![]() |
Bulk File Transfer with Compression MeasurementsBulk throughput measurements | Bulk throughput simulation | Windows vs. streams | Effect of load on RTT and loss | Bulk file transfer measurements | QBSS measurements |
We verified that bbcp was indeed setting the window sizes correctly by using the Solaris snoop command on pharlap to capture packets and looking at the stream initiation SYN and SYN/ACK packets.
For each copy, we noted the transfer rate reported by bbcp, the file size, the window size, the number of streams, the compression factor and compression achieved, the Unix time user, system/kernel, real times, the bbcp source and target host cpu usage reported by bbcp. We also noted the loaded (when bbcp was running) and unloaded ping times (when bbcp was not running). Between each measurement we slept for the duration of the previous bbcp measurement to limit the load imposed by bbcpload.pl and to allow unloaded ping measurements to be made. We also noted the operating system and version, together with the number of cpus and their MHz, for the remote host. The maximum number of streams allowed by bbcp was 64. The host at SLAC (pharlap) was a Sun E4500 with 4 cpus running at 336 MHz, a Gbps Ethernet interface and running Solaris 5.8.

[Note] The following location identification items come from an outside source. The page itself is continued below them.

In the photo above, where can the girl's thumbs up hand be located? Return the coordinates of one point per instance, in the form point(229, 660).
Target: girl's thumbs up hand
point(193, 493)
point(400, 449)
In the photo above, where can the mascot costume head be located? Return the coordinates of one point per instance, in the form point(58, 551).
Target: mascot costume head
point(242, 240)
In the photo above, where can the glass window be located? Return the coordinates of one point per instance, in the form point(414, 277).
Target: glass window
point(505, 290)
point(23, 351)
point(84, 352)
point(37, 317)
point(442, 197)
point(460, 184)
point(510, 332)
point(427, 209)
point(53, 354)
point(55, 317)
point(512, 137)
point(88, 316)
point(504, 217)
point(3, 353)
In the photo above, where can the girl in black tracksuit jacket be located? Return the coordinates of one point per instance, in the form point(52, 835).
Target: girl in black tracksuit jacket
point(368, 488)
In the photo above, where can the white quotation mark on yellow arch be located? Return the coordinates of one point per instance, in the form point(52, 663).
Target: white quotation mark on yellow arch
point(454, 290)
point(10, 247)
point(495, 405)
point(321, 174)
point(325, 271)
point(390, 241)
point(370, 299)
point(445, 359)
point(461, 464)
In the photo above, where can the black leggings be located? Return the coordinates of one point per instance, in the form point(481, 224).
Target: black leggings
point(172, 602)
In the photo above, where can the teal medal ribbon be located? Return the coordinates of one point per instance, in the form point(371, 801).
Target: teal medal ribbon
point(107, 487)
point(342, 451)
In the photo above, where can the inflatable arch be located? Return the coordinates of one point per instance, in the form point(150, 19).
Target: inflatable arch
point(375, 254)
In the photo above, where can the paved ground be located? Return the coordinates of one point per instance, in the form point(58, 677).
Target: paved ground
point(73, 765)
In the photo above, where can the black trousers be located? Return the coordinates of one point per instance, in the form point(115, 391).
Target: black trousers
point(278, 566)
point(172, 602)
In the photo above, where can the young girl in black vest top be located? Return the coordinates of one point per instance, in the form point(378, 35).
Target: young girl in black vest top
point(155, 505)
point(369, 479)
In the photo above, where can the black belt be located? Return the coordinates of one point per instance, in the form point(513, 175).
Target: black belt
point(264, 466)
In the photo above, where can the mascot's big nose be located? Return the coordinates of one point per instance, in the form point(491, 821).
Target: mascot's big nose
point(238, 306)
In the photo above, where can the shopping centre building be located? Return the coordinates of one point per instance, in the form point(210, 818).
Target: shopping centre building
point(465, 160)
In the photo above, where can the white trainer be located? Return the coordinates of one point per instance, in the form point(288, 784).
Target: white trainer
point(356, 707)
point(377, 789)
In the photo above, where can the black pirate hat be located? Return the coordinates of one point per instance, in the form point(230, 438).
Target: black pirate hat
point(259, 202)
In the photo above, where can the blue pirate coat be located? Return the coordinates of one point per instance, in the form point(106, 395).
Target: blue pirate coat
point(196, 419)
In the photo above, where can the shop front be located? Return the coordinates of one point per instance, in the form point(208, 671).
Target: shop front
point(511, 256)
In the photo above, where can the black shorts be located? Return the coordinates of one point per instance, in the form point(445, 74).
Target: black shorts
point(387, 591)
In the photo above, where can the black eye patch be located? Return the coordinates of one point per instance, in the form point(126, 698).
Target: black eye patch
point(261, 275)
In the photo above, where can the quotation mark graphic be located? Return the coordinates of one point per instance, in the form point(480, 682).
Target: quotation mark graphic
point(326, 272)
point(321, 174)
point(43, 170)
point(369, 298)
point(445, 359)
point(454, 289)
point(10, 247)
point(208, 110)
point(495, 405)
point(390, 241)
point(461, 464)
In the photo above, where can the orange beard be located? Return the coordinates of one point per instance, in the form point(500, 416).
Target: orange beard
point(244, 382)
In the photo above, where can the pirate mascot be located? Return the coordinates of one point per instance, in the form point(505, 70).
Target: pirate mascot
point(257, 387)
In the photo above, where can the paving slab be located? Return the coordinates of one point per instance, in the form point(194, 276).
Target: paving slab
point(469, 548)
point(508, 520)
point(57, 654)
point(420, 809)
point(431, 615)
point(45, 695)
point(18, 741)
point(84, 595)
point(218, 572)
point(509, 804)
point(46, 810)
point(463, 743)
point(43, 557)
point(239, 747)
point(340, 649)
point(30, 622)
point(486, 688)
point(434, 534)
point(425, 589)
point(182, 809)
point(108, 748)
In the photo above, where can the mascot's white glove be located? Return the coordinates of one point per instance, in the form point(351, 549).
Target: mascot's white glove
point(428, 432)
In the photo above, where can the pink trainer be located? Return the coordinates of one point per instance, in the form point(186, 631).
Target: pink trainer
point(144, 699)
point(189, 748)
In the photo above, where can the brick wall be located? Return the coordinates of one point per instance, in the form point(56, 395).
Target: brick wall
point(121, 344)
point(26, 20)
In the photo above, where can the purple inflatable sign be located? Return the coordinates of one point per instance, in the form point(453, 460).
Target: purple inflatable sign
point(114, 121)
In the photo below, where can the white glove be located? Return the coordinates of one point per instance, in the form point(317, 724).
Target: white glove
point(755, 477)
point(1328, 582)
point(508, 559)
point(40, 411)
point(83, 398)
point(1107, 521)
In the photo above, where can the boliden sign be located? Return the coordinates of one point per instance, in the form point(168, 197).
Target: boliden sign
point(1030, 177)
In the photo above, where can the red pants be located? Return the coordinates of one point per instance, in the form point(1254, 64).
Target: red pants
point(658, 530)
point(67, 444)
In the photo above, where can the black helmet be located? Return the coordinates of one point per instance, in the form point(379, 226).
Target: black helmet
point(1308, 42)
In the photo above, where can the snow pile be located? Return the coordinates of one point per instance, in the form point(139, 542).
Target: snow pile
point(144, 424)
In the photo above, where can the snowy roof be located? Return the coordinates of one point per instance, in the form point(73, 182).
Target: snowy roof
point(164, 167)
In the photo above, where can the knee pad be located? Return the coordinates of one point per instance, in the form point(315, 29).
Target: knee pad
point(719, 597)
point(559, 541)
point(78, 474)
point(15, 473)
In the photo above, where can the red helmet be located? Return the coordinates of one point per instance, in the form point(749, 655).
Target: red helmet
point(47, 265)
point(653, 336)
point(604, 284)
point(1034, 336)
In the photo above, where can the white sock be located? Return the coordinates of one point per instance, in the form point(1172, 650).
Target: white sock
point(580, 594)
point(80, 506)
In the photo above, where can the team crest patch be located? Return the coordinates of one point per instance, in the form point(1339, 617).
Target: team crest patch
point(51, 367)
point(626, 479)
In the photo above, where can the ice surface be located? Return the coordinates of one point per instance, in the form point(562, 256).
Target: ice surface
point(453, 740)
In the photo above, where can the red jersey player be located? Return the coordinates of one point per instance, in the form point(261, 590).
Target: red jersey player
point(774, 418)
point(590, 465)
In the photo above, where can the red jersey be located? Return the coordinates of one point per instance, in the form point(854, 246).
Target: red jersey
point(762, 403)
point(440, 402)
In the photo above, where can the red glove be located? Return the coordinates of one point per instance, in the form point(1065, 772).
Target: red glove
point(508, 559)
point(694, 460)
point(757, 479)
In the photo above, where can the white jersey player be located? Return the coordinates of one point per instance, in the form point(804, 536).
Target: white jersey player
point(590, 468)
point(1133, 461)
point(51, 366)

To source file was read from /tmp. On pharlap /tmp is stored in swap space. The source file used was a 60Mbyte BaBar Objectivity file. The destination file was always written to /dev/null.
All measurements were made for a duration of approximately 10 seconds (see Measurement Duration for more details).
First we measured the impacts of compression on the size of the file to be sent (after
compression) and on the cpu cycles, on the source host, required to achieve the compression.
The graph to the right shows the percent of a single 336MHz Sun cpu utilized on pharlap and the
compression achieved for various specified compression factors when copying the file
from SLAC to ANL.
We fixed the TCP window size and number of streams to an optimum (determined
separately by
using iperf, see
Bulk throughput
measurements for more details), and varied the compression factors.
It can be seen that there is a big (factor 7 or more)
increase in compression and cpu
utilization as one goes from a compression factor of 0 to 1. After that increasing
the compression factor results in a small increase (< 10%) in compression for a further
increase in cpu utilization.
The average MHz-seconds used for a compression factor = 0 (no compression) is
8.3 +- 0.91 MHz-secs, and for a compression factor of 1 (compression = 6.9) is
57.3 +- 0.46 MHz-secs.
Next we made measurements of bbccp throughput to 22 remote hosts with
compression factors of 0 and 1, and with an optimal
TCP window size and number of streams selected for each host.
The results are shown to the right, with the compression factor of
0 being shown in
blue and that for a compression factor of 1 shown in red diagonal
stripes.
It can be seen that the maximum compressed throughput is about 50Mbits/s.
If the uncompressed
throughput exceeds this rate (as in the case of NERSC2,ANL,
LANL, caltech, SDSC, Stanford, NERSC, Mich, Wisc, and LBL) then
there is no improvement by using compression. If the uncomppressed
throughput is < ~ 50Mbits/s
then compression can help (by more than a factor of 4 in the case of KEK which only has a 10Mbit/s
bottleneck bandwidth between it and SLAC). When using a compression factor of
1 (or compression of 6.7), then the average compressed bbcp
thoughput is 58+- 0.46 Mbits/s.
The consistency of the compressed throughput
indicates that there is a common cause. To ascertain whether this common cause
was the measuring host (pharlap), we repeated the measurements from antonia, a
2*532 MHz cpus running Linux 2.4 with a Gig Ethernet NIC, and with hercules,
a 2*1131 MHz cpus host running Linux 2.4 with 2 Gig Ethernet NICs.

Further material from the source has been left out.